Derrière les duettistes, la concurrence était de nouveau repoussée loin, très loin et l'on s'acheminait vers une course monocorde quand, à 15 tours de l'arrivée, Maldonado, toujours lui, bouleversait les cartes en empalant grossièrement la Sauber de Gutierrez ! Dès lors, Hamilton, qui avait cravaché comme un damné pour distancer Rosberg, voyait son avance réduite à néant avec l'apparition de la Safety Car. Et l'Allemand avait cette fois l'avantage des pneumatiques... Au retrait de la voiture de la sécurité, une deuxième course commençait pour dix tours ! Les Force India et les Red Bull allaient se battre pour les accessits derrière Mercedes et Ricciardo tentait même d'attaquer Sebastian Vettel. Presque un crime de lèse-majesté !
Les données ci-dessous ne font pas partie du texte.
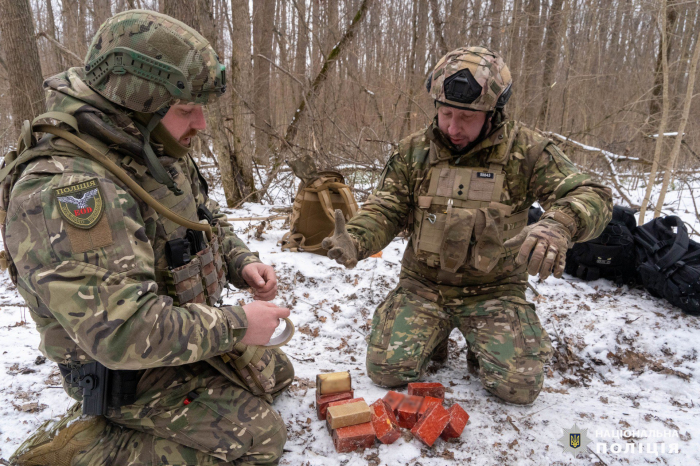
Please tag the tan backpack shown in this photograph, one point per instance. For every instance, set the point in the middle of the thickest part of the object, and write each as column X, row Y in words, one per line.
column 319, row 194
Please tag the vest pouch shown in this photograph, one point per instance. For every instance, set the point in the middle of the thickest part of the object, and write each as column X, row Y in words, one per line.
column 488, row 234
column 253, row 366
column 456, row 238
column 184, row 283
column 212, row 272
column 428, row 240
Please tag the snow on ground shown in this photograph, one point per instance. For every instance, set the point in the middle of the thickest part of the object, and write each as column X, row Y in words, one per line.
column 625, row 363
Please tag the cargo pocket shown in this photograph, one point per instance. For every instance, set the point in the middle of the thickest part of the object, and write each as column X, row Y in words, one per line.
column 456, row 237
column 383, row 321
column 488, row 232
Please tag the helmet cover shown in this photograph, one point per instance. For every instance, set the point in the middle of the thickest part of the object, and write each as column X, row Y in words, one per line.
column 146, row 61
column 472, row 78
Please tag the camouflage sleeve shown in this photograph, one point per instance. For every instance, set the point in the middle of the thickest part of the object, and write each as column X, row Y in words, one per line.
column 236, row 252
column 387, row 209
column 106, row 297
column 560, row 187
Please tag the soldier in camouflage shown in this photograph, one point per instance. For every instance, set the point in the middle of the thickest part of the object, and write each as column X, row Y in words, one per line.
column 104, row 279
column 463, row 188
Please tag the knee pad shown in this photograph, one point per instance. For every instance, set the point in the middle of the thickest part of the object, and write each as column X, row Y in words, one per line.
column 392, row 375
column 518, row 387
column 267, row 449
column 284, row 370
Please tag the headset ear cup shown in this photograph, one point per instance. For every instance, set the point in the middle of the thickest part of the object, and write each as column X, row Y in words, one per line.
column 505, row 96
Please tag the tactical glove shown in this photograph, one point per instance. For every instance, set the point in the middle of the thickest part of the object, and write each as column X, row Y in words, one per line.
column 340, row 246
column 545, row 244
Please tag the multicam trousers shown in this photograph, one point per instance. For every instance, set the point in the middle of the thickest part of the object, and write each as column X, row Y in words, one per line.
column 503, row 332
column 219, row 424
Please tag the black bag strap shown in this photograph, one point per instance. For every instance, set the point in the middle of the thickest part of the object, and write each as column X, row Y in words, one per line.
column 678, row 241
column 680, row 245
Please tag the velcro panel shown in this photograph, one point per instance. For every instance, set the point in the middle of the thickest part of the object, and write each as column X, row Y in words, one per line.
column 430, row 239
column 482, row 186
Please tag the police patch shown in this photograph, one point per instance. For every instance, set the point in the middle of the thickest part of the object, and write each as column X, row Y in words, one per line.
column 81, row 204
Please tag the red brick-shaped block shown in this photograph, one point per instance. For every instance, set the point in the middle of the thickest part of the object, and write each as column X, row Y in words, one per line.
column 458, row 419
column 394, row 399
column 322, row 402
column 384, row 422
column 428, row 401
column 338, row 403
column 436, row 390
column 431, row 425
column 353, row 438
column 407, row 414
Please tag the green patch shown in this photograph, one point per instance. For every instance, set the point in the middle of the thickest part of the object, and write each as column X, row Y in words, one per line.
column 81, row 204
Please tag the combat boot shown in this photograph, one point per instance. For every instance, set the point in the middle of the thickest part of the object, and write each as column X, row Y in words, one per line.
column 55, row 443
column 440, row 353
column 472, row 362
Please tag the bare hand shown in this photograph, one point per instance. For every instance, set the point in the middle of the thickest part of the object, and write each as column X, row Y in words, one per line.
column 263, row 319
column 340, row 246
column 262, row 280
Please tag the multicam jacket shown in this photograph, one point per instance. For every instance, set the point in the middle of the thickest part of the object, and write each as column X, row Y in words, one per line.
column 460, row 208
column 90, row 256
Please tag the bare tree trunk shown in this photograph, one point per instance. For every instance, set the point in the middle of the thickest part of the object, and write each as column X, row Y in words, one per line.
column 302, row 43
column 533, row 46
column 103, row 11
column 438, row 25
column 241, row 83
column 22, row 55
column 495, row 15
column 664, row 113
column 671, row 16
column 185, row 11
column 263, row 20
column 312, row 93
column 51, row 29
column 671, row 160
column 551, row 55
column 411, row 71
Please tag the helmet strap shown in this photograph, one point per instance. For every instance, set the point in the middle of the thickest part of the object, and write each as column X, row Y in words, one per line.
column 158, row 171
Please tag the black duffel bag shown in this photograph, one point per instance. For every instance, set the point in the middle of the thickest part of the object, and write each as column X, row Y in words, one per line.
column 669, row 262
column 611, row 255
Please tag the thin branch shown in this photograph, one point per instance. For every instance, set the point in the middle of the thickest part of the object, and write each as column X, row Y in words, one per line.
column 62, row 48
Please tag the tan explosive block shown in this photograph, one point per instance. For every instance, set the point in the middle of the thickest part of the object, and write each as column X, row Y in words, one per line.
column 334, row 382
column 349, row 414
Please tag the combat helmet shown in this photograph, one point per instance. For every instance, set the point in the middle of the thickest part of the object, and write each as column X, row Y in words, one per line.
column 147, row 61
column 472, row 78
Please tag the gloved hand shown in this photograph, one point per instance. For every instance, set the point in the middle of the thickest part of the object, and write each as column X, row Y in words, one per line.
column 340, row 246
column 545, row 244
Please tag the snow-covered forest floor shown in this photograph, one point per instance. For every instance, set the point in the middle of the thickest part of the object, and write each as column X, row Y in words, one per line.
column 624, row 361
column 625, row 367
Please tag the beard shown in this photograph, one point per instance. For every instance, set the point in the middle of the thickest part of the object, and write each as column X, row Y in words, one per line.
column 186, row 139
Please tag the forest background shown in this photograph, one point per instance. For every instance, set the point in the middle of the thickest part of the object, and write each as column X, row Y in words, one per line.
column 343, row 80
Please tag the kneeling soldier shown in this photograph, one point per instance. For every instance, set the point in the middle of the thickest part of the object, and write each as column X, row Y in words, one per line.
column 104, row 234
column 463, row 188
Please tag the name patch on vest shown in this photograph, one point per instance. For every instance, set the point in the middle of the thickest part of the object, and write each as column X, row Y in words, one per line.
column 81, row 204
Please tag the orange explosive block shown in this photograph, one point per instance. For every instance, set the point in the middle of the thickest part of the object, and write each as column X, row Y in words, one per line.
column 407, row 414
column 434, row 389
column 431, row 425
column 353, row 438
column 322, row 402
column 384, row 422
column 458, row 420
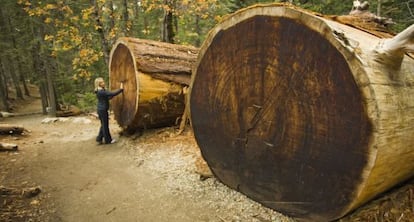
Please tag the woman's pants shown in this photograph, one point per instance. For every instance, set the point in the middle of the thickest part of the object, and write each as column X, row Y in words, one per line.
column 104, row 130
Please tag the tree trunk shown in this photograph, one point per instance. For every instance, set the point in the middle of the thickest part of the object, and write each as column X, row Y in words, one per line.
column 302, row 113
column 43, row 96
column 99, row 23
column 50, row 88
column 3, row 89
column 153, row 74
column 125, row 29
column 168, row 34
column 14, row 77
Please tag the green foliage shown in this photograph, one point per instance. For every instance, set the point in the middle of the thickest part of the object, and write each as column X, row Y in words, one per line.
column 87, row 102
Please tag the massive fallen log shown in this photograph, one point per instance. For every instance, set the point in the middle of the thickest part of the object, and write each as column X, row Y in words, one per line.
column 303, row 114
column 154, row 74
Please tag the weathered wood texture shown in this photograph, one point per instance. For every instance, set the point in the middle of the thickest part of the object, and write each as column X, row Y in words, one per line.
column 297, row 112
column 154, row 74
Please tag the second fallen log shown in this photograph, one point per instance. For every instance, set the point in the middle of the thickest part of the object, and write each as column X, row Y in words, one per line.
column 302, row 113
column 154, row 74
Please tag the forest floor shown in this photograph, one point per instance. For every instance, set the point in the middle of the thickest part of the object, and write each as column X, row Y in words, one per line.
column 152, row 177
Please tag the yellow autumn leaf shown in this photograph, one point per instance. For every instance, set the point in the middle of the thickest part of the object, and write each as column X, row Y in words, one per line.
column 48, row 20
column 48, row 37
column 50, row 6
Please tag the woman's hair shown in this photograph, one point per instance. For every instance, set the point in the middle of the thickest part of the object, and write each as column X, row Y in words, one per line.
column 97, row 83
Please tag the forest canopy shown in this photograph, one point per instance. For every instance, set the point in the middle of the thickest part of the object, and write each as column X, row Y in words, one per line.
column 62, row 45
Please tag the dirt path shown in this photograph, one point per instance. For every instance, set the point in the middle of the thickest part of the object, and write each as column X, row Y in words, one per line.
column 151, row 178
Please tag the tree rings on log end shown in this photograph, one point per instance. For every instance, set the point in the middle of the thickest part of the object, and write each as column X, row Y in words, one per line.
column 278, row 115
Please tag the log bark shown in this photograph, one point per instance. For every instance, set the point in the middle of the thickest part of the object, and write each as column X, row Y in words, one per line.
column 298, row 112
column 11, row 129
column 154, row 74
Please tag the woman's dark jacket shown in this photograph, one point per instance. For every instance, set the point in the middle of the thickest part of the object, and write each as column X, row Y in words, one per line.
column 104, row 97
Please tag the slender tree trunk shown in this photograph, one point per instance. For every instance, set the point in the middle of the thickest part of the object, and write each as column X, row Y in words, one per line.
column 134, row 21
column 379, row 5
column 125, row 17
column 50, row 88
column 43, row 95
column 3, row 89
column 111, row 24
column 168, row 26
column 18, row 63
column 198, row 31
column 14, row 77
column 6, row 24
column 98, row 20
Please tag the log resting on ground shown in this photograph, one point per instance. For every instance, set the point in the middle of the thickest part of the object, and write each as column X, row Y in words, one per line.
column 304, row 114
column 154, row 74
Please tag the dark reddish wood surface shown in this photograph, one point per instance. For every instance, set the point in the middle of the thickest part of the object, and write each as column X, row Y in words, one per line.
column 279, row 117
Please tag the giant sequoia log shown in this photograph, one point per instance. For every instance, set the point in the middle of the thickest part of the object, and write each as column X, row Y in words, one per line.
column 153, row 74
column 304, row 114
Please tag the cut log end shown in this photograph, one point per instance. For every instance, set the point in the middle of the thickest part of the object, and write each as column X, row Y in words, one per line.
column 279, row 116
column 154, row 75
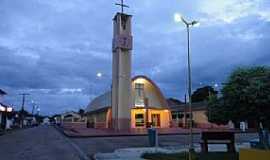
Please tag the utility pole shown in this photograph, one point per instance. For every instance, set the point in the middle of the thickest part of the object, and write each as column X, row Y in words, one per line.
column 23, row 103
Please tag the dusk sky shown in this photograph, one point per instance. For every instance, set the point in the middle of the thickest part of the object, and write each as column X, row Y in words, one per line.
column 53, row 49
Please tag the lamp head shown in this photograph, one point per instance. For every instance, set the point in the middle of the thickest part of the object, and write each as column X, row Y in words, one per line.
column 99, row 74
column 195, row 23
column 177, row 17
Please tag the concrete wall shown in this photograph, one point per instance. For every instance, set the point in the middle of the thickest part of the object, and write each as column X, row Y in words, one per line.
column 165, row 117
column 150, row 92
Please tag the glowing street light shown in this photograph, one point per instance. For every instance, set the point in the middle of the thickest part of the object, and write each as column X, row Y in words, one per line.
column 99, row 74
column 178, row 18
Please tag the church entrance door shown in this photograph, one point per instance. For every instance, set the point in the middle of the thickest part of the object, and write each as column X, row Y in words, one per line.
column 155, row 120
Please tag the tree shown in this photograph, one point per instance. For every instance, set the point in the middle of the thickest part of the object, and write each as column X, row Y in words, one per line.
column 202, row 94
column 245, row 97
column 81, row 112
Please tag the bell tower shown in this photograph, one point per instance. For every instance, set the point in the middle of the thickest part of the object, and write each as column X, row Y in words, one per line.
column 121, row 71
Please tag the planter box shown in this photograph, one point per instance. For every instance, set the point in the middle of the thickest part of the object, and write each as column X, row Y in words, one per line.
column 252, row 154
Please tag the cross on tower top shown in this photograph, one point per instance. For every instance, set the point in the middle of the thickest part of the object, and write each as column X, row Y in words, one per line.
column 122, row 5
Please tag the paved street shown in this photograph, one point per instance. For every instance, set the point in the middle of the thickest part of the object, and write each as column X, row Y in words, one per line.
column 46, row 143
column 41, row 143
column 91, row 146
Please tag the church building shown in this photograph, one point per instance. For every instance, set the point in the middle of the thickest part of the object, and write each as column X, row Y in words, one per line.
column 132, row 102
column 149, row 107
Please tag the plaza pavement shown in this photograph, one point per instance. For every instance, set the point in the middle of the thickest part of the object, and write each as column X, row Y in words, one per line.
column 39, row 143
column 46, row 143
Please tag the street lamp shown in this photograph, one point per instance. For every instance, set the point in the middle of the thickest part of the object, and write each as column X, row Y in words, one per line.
column 178, row 18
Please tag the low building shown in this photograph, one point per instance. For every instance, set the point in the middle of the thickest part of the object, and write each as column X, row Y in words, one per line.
column 181, row 114
column 149, row 107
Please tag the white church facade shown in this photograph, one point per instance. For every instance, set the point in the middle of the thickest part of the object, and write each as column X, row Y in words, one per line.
column 132, row 102
column 149, row 107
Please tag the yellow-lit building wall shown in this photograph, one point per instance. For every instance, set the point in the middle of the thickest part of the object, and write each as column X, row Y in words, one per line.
column 200, row 117
column 165, row 117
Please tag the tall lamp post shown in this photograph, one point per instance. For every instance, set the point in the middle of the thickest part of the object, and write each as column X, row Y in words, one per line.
column 179, row 18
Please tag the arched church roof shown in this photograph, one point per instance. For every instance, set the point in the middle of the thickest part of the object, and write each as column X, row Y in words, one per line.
column 104, row 100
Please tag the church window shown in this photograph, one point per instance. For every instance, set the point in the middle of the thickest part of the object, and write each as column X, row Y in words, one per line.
column 139, row 94
column 139, row 120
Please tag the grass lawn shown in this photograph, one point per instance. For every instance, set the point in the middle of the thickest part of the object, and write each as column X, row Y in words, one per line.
column 198, row 156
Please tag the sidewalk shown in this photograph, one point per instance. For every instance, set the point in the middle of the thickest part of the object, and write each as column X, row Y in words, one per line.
column 135, row 153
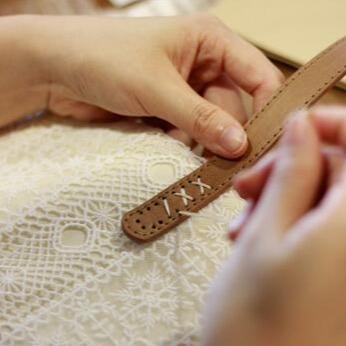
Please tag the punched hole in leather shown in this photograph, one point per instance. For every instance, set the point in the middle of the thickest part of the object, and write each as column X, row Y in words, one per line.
column 179, row 201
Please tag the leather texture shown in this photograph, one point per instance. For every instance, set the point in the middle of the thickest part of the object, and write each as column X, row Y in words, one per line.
column 193, row 192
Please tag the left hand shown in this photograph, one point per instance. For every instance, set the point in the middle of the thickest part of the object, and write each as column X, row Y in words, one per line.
column 186, row 70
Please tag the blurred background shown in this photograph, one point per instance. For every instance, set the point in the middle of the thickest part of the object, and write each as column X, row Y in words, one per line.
column 115, row 7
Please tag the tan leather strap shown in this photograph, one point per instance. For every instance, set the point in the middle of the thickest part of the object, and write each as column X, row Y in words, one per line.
column 173, row 205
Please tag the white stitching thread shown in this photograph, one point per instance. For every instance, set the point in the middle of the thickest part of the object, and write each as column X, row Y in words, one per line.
column 186, row 198
column 201, row 185
column 168, row 210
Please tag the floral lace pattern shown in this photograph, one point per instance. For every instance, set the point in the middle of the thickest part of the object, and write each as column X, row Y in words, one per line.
column 68, row 274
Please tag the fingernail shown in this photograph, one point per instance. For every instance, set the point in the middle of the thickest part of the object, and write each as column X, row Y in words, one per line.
column 233, row 139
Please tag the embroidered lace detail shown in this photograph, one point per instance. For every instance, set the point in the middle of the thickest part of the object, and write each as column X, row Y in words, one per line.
column 68, row 274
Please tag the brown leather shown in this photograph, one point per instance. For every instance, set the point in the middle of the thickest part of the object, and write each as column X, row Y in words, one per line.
column 304, row 88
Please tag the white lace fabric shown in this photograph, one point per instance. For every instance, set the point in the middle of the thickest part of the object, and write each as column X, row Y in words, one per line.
column 68, row 274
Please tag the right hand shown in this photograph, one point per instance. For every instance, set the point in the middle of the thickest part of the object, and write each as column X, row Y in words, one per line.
column 285, row 283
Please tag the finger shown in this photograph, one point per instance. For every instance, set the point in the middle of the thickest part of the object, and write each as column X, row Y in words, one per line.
column 249, row 68
column 250, row 183
column 330, row 122
column 225, row 94
column 330, row 215
column 335, row 161
column 295, row 181
column 175, row 101
column 180, row 136
column 239, row 222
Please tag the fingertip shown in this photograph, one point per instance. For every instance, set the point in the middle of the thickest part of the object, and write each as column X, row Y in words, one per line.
column 234, row 141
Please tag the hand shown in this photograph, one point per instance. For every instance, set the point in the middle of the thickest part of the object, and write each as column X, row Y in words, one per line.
column 285, row 283
column 185, row 70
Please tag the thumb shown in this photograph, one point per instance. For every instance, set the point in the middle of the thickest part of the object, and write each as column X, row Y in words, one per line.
column 294, row 184
column 177, row 103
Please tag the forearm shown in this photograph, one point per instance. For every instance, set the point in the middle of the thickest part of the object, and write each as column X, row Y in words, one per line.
column 23, row 87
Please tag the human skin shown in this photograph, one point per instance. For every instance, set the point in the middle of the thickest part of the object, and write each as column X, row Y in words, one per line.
column 285, row 282
column 185, row 70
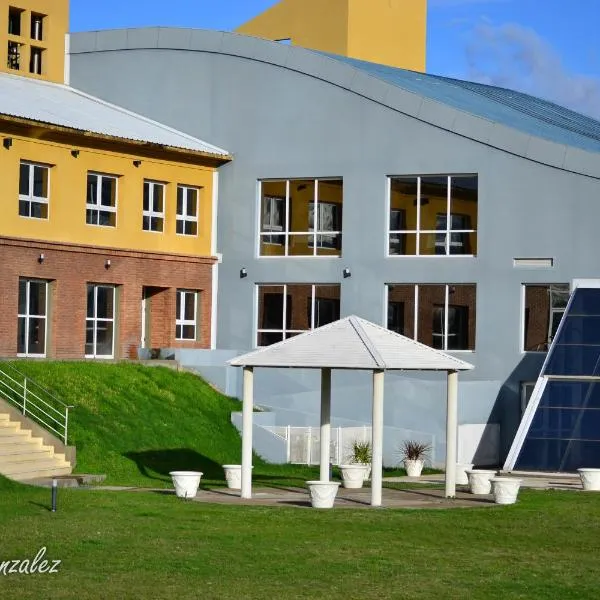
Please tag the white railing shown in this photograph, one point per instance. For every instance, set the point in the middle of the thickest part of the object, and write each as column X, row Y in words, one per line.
column 34, row 401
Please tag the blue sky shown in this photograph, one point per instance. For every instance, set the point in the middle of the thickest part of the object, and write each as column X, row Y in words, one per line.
column 550, row 48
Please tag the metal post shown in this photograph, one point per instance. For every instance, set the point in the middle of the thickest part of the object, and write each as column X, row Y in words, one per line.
column 451, row 433
column 325, row 423
column 377, row 439
column 247, row 400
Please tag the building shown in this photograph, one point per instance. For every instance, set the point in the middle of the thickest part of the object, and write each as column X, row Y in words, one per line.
column 107, row 237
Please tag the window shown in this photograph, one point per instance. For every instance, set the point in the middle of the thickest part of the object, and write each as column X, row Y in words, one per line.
column 153, row 218
column 101, row 203
column 33, row 308
column 187, row 210
column 286, row 310
column 441, row 316
column 35, row 61
column 544, row 308
column 100, row 321
column 34, row 185
column 301, row 217
column 433, row 215
column 186, row 312
column 37, row 26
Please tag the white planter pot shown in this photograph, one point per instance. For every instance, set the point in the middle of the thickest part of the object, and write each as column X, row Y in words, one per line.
column 322, row 493
column 461, row 473
column 413, row 467
column 480, row 481
column 505, row 489
column 590, row 479
column 186, row 483
column 353, row 476
column 233, row 476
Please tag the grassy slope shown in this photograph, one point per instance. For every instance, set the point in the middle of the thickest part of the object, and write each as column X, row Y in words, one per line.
column 148, row 545
column 136, row 423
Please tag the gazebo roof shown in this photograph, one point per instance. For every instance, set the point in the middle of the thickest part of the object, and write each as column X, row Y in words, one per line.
column 351, row 343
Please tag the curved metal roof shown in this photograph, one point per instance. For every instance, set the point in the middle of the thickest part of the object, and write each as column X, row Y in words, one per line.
column 351, row 343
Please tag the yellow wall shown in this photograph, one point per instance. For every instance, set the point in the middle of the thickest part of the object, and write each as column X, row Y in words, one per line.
column 391, row 32
column 56, row 26
column 67, row 203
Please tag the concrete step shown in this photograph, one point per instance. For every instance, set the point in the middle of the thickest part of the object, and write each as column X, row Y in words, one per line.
column 26, row 475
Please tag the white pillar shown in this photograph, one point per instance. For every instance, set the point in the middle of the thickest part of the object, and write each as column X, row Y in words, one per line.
column 325, row 423
column 247, row 432
column 451, row 434
column 377, row 439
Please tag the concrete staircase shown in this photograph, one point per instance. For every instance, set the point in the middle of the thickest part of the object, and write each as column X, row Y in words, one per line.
column 24, row 457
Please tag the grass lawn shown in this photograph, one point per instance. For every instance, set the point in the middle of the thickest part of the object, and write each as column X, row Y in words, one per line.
column 151, row 545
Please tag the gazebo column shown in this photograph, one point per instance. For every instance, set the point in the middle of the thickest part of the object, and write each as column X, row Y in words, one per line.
column 377, row 439
column 451, row 434
column 325, row 423
column 247, row 399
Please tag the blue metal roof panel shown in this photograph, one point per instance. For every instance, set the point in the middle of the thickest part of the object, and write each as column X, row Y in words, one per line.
column 510, row 108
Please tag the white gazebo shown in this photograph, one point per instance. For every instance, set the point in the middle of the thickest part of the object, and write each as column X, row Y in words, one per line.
column 356, row 344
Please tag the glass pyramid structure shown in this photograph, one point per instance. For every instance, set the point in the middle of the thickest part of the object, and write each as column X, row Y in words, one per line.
column 560, row 430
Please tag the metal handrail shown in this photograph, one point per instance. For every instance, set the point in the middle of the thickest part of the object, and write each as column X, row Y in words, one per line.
column 31, row 403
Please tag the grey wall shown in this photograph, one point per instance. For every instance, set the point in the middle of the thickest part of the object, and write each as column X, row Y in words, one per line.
column 276, row 110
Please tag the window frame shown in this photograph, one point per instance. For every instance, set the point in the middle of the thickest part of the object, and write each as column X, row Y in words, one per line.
column 28, row 316
column 183, row 217
column 151, row 214
column 180, row 320
column 98, row 207
column 417, row 232
column 30, row 198
column 95, row 320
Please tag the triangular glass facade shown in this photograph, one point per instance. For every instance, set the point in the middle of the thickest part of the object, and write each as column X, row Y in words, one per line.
column 561, row 429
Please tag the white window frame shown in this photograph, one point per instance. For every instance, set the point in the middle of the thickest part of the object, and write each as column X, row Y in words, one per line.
column 181, row 321
column 30, row 198
column 95, row 320
column 312, row 234
column 284, row 330
column 416, row 287
column 184, row 217
column 28, row 316
column 435, row 232
column 151, row 214
column 98, row 207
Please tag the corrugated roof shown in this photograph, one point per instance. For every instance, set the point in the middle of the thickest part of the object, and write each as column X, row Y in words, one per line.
column 520, row 111
column 61, row 105
column 351, row 343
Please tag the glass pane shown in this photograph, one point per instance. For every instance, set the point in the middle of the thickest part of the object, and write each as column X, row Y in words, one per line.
column 37, row 298
column 24, row 179
column 105, row 306
column 104, row 338
column 401, row 309
column 21, row 346
column 40, row 182
column 37, row 336
column 22, row 296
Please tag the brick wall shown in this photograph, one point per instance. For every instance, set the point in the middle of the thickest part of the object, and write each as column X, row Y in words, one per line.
column 70, row 268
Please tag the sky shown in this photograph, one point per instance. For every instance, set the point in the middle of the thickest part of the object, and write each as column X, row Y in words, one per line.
column 548, row 48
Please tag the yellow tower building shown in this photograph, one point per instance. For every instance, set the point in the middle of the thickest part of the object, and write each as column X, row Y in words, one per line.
column 390, row 32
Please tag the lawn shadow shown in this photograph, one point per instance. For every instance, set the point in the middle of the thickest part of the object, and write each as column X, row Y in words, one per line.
column 163, row 462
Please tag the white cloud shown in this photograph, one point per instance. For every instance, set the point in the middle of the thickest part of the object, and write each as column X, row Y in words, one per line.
column 517, row 57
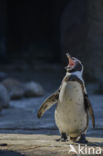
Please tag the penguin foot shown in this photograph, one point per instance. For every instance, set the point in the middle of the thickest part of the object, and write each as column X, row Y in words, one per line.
column 82, row 139
column 73, row 139
column 63, row 138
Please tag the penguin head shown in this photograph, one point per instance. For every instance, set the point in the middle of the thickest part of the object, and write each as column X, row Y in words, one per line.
column 74, row 64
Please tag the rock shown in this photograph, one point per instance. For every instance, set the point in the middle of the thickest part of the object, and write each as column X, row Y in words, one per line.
column 33, row 89
column 4, row 97
column 14, row 87
column 44, row 145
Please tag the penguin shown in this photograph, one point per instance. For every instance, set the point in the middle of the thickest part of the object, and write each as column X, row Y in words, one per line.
column 73, row 105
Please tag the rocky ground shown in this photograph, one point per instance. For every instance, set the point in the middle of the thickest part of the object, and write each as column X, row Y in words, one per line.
column 22, row 133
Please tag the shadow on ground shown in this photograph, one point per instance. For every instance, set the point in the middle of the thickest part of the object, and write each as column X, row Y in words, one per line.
column 10, row 153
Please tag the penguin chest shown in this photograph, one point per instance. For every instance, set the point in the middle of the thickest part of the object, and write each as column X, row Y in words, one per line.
column 70, row 114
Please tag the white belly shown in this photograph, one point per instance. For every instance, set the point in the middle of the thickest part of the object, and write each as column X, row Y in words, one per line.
column 70, row 114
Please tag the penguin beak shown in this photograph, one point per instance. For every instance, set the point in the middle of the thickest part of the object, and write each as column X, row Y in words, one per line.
column 71, row 61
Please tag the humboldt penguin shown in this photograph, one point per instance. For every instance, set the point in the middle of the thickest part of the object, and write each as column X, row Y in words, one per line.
column 73, row 105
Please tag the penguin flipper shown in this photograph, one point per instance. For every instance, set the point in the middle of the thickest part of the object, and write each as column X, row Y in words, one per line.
column 90, row 110
column 48, row 103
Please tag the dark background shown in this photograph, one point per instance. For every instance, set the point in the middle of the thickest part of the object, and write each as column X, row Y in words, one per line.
column 42, row 31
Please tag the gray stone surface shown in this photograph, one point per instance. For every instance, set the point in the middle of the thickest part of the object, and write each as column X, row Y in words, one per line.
column 14, row 87
column 33, row 89
column 43, row 145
Mais le véritable spectacle était devant, dans la bataille fratricide entre Hamilton et Rosberg. Avec des pneus plus dégradés que ceux de son coéquipier, l'Anglais résistait de façon incroyable aux assauts incessants de l'Allemand et signait, dans la souffrance, un succès magnifique. Cette 24e victoire en carrière lui permettait ainsi de revenir à 11 points de son coéquipier au classement général et d'autres duels au sommet sont à prévoir lors des prochains grand prix. Et c'est tant mieux !  La longue accolade entre les deux pilotes à la fin de la course en disait long sur le plaisir qu'ils avaient pris. Et à donner aux fans de Formule 1.